Sample source tables (ASCII):
Customers
+---------+-----------+------------+---------+
| cust_id | cust_name | kyc_status | country |
+---------+-----------+------------+---------+
| 101 | Alpha LLC | PASS | US |
| 102 | Beta SA | PASS | FR |
| 103 | Gamma AG | REVIEW | DE |
+---------+-----------+------------+---------+
Accounts
+---------+---------+---------+---------------------+
| acct_id | cust_id | product | opened_at |
+---------+---------+---------+---------------------+
| 5001 | 101 | MARGIN | 2023-05-10 09:00:00 |
| 5002 | 102 | CASH | 2024-11-01 10:00:00 |
+---------+---------+---------+---------------------+
Trades
+----------+---------+------------+-------------+---------------+------+----------+---------------------+
| trade_id | acct_id | trade_dt | asset_class | notional_usd | side | status | ingested_at |
+----------+---------+------------+-------------+---------------+------+----------+---------------------+
| T1 | 5001 | 2025-08-26 | EQ | 1,000,000 | BUY | BOOKED | 2025-08-26 12:00:00 |
| T1 | 5001 | 2025-08-26 | EQ | 1,000,000 | BUY | CANCELED | 2025-08-27 08:00:00 |
| T2 | 5001 | 2025-08-28 | FI | 2,500,000 | SELL | BOOKED | 2025-08-28 11:30:00 |
| T3 | 5002 | 2025-08-30 | EQ | 750,000 | BUY | BOOKED | 2025-09-01 02:00:00 |
+----------+---------+------------+-------------+---------------+------+----------+---------------------+
RiskLimits
+---------+----------------+
| acct_id | daily_limit_usd|
+---------+----------------+
| 5001 | 2,000,000 |
| 5002 | 1,000,000 |
+---------+----------------+
Task: Write SQL to build a DailyExposure fact at grain (acct_id, trade_dt) over [2025‑08‑25, 2025‑09‑01]. Requirements:
- Deduplicate to the latest ingested row per (trade_id) before aggregation.
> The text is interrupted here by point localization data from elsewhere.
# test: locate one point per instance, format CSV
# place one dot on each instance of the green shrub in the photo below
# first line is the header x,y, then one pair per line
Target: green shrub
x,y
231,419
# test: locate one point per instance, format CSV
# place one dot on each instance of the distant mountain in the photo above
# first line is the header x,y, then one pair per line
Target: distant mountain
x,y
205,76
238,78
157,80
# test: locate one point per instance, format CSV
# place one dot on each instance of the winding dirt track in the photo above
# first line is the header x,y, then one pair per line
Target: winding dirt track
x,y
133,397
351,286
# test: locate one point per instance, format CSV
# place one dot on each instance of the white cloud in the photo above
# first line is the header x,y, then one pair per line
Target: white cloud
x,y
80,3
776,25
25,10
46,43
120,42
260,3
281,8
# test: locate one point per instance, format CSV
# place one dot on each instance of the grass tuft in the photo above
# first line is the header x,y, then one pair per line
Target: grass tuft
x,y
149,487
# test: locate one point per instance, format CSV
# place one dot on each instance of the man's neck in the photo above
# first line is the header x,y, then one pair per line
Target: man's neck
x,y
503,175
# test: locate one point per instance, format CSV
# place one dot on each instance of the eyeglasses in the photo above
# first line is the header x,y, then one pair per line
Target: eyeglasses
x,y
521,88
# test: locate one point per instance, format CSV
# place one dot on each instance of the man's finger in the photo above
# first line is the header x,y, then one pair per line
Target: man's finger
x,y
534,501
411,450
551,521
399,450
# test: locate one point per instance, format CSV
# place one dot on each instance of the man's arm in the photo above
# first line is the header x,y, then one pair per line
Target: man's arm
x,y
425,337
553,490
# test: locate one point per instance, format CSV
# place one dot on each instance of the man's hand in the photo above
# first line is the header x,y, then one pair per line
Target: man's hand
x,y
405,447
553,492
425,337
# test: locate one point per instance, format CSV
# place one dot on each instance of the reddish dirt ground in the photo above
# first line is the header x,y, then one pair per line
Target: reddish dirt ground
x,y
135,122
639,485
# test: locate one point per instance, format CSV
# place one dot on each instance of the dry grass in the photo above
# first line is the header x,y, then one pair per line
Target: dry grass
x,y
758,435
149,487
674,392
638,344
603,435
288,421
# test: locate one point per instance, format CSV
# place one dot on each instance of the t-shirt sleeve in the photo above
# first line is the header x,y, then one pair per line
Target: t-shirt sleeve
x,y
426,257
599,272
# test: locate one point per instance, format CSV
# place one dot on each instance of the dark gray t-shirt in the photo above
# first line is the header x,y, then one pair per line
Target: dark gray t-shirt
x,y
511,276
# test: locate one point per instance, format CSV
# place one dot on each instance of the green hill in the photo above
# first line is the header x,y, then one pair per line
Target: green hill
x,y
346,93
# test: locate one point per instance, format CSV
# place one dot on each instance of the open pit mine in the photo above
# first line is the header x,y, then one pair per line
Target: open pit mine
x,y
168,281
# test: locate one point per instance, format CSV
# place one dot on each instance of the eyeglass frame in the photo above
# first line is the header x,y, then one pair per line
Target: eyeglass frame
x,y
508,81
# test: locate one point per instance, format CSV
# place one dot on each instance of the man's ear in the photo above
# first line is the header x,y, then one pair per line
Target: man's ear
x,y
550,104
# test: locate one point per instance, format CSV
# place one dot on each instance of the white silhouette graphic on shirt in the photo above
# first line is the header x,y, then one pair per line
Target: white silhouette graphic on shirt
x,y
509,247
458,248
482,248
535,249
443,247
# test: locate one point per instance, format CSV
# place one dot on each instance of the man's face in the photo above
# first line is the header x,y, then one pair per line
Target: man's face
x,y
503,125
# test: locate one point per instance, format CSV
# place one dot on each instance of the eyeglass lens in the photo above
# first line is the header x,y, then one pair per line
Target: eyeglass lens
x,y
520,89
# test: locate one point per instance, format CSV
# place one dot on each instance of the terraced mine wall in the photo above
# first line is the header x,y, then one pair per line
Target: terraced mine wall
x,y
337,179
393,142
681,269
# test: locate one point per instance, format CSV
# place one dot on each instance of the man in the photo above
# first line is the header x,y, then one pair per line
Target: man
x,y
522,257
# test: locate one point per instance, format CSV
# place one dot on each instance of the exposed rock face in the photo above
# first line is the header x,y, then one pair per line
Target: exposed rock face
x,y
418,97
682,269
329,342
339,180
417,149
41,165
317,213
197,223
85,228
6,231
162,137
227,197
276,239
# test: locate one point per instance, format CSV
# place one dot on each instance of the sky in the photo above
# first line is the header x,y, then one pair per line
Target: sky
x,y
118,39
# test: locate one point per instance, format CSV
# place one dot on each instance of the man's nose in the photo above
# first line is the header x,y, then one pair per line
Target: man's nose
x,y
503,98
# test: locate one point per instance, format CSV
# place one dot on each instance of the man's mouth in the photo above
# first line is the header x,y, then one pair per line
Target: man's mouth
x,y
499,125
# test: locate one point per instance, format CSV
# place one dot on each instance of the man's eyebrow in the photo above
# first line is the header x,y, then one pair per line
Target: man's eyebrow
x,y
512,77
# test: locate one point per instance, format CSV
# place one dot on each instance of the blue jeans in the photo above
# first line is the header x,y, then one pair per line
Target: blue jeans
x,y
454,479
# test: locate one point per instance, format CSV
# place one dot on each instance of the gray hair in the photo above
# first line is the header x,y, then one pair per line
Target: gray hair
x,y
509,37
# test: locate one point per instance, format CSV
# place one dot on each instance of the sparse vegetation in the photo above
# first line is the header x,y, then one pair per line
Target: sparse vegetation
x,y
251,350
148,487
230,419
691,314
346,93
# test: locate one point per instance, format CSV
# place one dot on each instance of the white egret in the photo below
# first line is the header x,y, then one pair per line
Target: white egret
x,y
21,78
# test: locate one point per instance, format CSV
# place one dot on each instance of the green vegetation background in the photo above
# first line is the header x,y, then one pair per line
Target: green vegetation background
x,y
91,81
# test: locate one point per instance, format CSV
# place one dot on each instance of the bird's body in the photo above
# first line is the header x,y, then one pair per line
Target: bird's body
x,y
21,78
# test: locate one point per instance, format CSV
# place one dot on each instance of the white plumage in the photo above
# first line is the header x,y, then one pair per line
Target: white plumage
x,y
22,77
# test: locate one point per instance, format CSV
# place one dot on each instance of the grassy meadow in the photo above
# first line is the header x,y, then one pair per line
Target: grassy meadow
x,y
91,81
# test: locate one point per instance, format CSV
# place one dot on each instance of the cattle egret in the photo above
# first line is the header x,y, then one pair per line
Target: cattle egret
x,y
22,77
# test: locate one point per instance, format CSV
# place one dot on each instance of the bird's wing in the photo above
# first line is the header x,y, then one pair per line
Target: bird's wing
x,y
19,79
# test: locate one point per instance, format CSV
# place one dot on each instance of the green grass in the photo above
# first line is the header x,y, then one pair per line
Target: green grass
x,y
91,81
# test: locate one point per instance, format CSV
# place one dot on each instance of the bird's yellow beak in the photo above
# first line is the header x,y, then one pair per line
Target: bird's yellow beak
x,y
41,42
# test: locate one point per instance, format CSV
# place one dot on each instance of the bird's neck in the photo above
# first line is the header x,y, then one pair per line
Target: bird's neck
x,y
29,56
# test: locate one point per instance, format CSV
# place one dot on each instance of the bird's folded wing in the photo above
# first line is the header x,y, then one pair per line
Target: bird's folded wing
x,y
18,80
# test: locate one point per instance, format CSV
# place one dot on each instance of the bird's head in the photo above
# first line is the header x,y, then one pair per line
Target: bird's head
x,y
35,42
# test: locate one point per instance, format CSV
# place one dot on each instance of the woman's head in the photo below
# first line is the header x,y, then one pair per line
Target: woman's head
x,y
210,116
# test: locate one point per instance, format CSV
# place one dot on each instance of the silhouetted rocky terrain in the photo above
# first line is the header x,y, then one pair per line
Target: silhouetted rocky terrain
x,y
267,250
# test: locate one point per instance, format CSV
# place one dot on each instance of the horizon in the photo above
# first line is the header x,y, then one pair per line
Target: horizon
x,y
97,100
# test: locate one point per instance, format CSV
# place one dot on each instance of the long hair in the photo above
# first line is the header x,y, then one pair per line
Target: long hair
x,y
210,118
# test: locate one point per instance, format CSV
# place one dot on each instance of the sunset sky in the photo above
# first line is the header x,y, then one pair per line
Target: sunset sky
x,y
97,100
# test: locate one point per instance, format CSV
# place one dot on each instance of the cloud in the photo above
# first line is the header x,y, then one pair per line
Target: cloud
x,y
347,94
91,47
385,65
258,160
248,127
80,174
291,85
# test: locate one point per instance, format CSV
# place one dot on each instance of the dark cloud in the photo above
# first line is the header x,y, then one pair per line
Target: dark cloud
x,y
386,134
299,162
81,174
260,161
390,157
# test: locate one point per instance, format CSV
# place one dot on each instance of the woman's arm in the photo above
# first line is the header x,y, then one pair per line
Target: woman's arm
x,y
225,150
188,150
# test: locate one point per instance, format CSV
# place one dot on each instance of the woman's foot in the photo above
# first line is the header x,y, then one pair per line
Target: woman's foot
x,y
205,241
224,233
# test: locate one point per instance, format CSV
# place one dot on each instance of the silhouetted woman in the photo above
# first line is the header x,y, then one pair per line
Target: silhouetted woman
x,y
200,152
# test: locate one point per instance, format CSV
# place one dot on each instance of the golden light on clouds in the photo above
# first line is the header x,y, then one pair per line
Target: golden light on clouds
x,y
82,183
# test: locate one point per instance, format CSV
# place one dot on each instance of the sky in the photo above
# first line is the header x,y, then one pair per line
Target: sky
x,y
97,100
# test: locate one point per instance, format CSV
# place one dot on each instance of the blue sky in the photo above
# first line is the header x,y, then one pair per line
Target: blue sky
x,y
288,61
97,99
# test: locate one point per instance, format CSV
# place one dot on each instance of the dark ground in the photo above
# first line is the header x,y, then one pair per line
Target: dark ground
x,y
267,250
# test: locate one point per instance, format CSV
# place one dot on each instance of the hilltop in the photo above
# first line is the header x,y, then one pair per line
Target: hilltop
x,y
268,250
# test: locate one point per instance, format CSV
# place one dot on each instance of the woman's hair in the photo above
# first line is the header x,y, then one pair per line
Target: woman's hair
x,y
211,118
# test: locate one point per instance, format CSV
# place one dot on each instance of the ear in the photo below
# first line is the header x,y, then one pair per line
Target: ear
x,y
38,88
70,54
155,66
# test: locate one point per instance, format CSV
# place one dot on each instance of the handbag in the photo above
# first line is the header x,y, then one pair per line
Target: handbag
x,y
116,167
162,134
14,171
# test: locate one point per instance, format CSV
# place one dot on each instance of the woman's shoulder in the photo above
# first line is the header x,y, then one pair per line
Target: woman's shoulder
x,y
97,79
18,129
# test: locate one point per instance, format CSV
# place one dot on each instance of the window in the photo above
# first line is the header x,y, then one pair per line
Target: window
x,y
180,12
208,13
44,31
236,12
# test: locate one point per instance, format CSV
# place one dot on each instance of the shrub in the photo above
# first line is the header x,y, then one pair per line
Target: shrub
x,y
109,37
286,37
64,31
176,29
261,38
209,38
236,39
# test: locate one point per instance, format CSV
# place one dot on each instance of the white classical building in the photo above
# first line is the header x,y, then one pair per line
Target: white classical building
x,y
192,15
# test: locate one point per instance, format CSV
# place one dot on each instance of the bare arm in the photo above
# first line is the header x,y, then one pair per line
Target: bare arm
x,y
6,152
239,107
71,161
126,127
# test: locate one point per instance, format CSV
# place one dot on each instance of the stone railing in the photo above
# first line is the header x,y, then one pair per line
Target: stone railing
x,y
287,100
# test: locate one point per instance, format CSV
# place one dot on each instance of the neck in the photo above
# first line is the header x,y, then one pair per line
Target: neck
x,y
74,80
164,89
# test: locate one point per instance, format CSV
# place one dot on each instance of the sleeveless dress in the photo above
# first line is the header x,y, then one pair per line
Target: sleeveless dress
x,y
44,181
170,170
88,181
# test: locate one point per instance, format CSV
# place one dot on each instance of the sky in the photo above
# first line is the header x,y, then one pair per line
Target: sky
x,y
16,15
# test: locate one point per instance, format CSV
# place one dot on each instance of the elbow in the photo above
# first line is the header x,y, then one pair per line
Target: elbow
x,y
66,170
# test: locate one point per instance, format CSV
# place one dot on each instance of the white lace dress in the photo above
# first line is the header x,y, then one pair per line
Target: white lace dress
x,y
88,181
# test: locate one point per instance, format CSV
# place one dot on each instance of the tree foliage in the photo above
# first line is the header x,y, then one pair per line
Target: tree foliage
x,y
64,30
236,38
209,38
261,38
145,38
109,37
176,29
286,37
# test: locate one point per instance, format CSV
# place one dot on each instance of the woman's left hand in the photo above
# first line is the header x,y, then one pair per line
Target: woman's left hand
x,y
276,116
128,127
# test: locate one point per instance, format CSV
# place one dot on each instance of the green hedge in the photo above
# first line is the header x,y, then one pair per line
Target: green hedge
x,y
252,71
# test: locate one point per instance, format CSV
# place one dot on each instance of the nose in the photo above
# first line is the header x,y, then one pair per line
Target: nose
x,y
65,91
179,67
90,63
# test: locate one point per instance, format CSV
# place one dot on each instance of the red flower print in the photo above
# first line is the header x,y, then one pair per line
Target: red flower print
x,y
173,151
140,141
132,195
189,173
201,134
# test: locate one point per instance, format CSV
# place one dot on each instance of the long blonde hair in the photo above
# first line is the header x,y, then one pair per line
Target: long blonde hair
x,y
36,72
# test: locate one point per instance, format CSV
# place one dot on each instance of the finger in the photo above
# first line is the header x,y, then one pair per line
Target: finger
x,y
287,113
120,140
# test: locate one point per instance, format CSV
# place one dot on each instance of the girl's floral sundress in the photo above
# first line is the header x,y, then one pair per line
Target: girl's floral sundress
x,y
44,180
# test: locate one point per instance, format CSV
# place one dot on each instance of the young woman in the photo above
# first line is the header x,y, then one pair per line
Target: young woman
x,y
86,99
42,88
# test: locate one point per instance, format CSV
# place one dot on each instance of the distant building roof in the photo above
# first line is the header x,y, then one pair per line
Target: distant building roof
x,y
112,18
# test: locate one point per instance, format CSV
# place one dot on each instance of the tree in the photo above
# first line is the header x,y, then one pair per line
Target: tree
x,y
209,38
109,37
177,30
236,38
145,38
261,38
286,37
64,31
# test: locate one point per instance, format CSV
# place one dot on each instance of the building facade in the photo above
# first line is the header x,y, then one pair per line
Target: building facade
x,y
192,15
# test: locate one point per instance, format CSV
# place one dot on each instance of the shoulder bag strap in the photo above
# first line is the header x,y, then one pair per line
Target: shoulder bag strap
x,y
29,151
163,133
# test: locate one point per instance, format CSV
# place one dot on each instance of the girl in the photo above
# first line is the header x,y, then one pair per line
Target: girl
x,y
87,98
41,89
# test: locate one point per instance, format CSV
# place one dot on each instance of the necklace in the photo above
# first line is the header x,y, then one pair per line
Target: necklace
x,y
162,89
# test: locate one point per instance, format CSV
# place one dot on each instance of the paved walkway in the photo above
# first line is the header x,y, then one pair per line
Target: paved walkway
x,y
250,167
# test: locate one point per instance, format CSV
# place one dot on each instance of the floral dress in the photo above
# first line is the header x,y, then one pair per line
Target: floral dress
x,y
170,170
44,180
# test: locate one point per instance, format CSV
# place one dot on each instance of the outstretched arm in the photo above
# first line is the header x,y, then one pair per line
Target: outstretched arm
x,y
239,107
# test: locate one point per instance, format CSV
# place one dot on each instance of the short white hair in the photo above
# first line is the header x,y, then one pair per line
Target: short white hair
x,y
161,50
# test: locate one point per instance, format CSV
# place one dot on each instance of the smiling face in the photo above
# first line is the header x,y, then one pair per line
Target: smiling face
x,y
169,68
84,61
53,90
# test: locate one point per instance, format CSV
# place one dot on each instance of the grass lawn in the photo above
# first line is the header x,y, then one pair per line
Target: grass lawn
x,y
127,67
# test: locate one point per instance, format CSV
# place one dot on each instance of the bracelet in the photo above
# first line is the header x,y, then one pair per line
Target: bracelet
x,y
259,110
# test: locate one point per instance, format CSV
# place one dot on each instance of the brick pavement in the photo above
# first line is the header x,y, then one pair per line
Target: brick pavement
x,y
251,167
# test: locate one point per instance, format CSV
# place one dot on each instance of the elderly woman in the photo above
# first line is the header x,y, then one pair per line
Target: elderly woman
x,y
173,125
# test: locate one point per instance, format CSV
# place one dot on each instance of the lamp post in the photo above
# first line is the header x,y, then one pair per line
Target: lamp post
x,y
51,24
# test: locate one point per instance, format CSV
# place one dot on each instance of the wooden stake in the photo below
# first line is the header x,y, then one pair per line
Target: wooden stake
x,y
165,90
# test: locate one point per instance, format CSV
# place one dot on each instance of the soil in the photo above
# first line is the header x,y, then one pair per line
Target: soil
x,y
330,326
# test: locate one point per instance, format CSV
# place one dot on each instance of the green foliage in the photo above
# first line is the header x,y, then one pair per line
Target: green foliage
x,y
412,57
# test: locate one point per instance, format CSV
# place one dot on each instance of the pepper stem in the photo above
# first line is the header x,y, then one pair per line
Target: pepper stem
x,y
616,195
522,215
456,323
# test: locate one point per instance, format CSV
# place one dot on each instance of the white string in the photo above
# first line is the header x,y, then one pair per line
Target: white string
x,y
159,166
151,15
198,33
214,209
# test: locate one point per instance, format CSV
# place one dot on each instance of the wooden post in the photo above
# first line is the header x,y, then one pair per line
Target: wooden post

- Compute gross_notional (sum abs(notional_usd)), net_notional (BUY positive, SELL negative), limit_utilization = gross_notional / daily_limit_usd, and breach_flag (limit_utilization > 1.0).
- Exclude trades with status = 'CANCELED'.
- Include only accounts with Customers.kyc_status = 'PASS'.
- Make the query idempotent for daily backfills (no double counting on re‑runs).
Provide the final SELECT and explain one edge case your SQL intentionally ignores.
Quick Answer: This question evaluates competency in SQL-based data manipulation and data engineering concepts, including handling late-arriving data and deduplication to the latest ingested record, joining and filtering for enrichment and KYC status, and computing exposure metrics such as gross/net notional, limit utilization, and breach flags.